Septic arthritis of the shoulder, if left untreated, can lead to complications such as extra-articular abscess extension and osteomyelitis. Three patients with septic arthritis of the shoulder joint with no clear history of trauma were reported in this study. The initial presentation was pseudoparalysis with upper arm swelling. MRI diagnosed septic arthritis of shoulder joint together with an upper arm abscess. Arthroscopic debridement with through irrigation and open drainage of the extra-articular abscess extension to the upper arm improved both the shoulder pain and abscess completely. However, if shoulder pain or abnormalities in laboratory findings continue after initial treatment, uncontrolled septic arthritis or secondary osteomyelitis are possibilities that should be concerned. MRI is a useful tool for detecting those atypical complications.

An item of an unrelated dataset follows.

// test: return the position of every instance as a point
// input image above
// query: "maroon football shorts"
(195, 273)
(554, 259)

Rarely, septic arthritis of the shoulder joint can extend to the upper arm through the biceps tendon groove and cause an abscess. Also, acute osteomyelitis of the tuberosity should be considered in patients with long-standing refractory septic arthritis of the shoulder joint who have continued pain and uncontrolled laboratory findings after initial treatment.
由于肩盂的骺板为关节外,且骺板和干骺端的血管之间没有交通,因此肩盂的骨髓炎是一种罕见的临床实体。化脓性关节炎是一种诊断和手术急症,因为关节破坏迅速发展,可导致显著的发病率和死亡率。化脓性关节炎的罕见并发症可能包括关节外脓肿通过二头肌沟扩展至上臂和大结节骨髓炎。
如果不及时治疗,化脓性关节炎可能导致关节外脓肿扩展和骨髓炎等并发症。本研究报告了 3 例无明确创伤史的化脓性肩关节患者。最初的表现为假性瘫痪伴上臂肿胀。MRI 诊断为化脓性肩关节关节炎伴上臂脓肿。通过关节镜清创术和关节外脓肿的开放性引流,改善了肩部疼痛和脓肿。然而,如果初始治疗后肩部疼痛或实验室检查结果异常持续存在,应考虑存在未控制的化脓性关节炎或继发骨髓炎。MRI 是检测这些非典型并发症的有用工具。
化脓性肩关节很少会通过二头肌肌腱沟扩展至上臂并引起脓肿。对于长期难治性化脓性肩关节炎患者,如果在初始治疗后持续存在疼痛和未控制的实验室检查结果,应考虑急性大结节骨髓炎。